Bronx CORE (pt 4)

And In Between 2...
At the end of 1966, the office moved again to 633 east 169th street where it shared space and worked closely with the Bronx Community Self Improvement Association. Interestingly, the executive board of the Association contained members who had also been part of Bronx CORE such as Mabel Hurst and Johhnie Mae Hunt.

By September 1967, NYC CORE chapters were caught up in the struggle over community control of schools. Bronx and Brooklyn CORE announced demands for the establishment of community run schools exclusively for the education of disruptive children. A proposal was submitted to the superintendent of schools at the Board of Education that November. Several CORE members had been arrested a few weeks earlier for sitting in at the superintendent’s office during a teacher walkout.

Convention And Split
Both Herbert and Sonny Carson of Brooklyn CORE walked out of the 1968 CORE national convention. The two chapters seceded along with others in response to Roy Innis of Harlem CORE having been voted in as ‘leader for life’. By this time, Callendar had already stepped down from his position with national CORE.
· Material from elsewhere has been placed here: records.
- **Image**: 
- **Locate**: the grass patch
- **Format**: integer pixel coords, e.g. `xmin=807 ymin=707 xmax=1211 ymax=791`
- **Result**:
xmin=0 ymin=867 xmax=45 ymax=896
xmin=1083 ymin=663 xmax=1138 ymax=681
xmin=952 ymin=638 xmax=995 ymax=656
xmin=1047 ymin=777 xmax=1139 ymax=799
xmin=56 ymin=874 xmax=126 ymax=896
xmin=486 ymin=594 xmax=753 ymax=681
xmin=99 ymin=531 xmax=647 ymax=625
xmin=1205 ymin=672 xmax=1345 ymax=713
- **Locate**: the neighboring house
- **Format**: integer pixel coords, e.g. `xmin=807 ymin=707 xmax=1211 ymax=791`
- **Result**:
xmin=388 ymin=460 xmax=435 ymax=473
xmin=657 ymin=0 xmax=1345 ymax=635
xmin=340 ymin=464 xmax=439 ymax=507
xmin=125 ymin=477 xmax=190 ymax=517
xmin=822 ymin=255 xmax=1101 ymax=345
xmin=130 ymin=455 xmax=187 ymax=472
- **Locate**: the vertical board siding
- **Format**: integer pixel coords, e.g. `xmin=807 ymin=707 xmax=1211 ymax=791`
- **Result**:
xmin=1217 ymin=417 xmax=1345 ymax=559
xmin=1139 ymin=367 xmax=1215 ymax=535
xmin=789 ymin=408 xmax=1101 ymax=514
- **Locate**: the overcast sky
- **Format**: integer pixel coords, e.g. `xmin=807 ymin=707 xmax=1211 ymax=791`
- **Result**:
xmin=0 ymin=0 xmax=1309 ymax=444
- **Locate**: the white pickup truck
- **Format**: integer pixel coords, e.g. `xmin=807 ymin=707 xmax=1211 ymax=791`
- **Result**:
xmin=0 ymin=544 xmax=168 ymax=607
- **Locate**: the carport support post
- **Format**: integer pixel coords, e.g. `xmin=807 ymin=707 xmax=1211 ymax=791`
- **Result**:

Herbert was still in Bronx CORE at the end of 1968 but he eventually just left.

Quagmire
What happens next with Bronx CORE is unclear. Innis’ nephew, Cyril Boynes, Jr. was listed in the press as Bronx CORE chairman by 1970. In 1972, he and two members of Harlem CORE (his brother Rupert Boynes and vice chairman James Howard) were arrested for kidnapping two students from a Bronx high school and assaulting them at Harlem CORE’s office. The students had been accused of assaulting Roy Innis’s son, Alexander, also a student at the high school.

While the press did mention the 1968 killing of Roy Innis' other son, thirteen year old Roy, Jr., the fact that Cyril Boynes is also a nephew of Roy Innis was not mentioned. The relationship makes it seem more of a personal, family issue as oppossed to a political one. All three eventually pled guilty and received three years probation. Cyril went on to become Harlem CORE co-chair in 1973.

Just A Mess...
Bronx CORE continued to exist at least in name throughout the 1970’s. Morton Van Allen was listed as chairman in 1976. Oren Chambers, as the head of Bronx CORE in 1978, was part of a group that denounced Harlem CORE chairman Len DeChamps in a story in the Amsterdam news. DeChamps was only one among many speaking out against Innis’ ‘Black Mafia’ like activities such as the beatings and shootings of other CORE members, including DeChamps’ vice chair James Howard.

In 1979, the New York State Attorney General after a lengthy investigation against CORE for misappropriation of funds discovered a secret ‘slush fund’ being maintained by Innis and others for personal use. A bank account in the name of Bronx CORE was used to mask at least $70,000 in transfers from the ‘slush fund’. According to an article in the Amsterdam News, the bank account was opened in 1974 by Morton van Allen. Most of the money withdrawn from the account was done by checks drawn to cash and endorsed by Allen. The whole matter was eventually settled out of court.

In response, Herb Callendar, who had changed his name to Makaza Kumanyika, became part of an unsuccessful effort along with former CORE heads James Farmer and Floyd Mckissick, Arnie Goldwag of Brooklyn CORE and others to take back CORE from Innis. Innis won when the State Supreme court found him to be the legitimate head of CORE in 1981.

Presumably, as national CORE lost its offices, Bronx CORE had faded away by 1981. That same year however, Judith Jones, a former head of Bronx CORE’s Youth Committee ran unsuccessfully for mayor. At the time, she was one of the very few Blacks to have run for mayor and may have been the first Black woman to do so.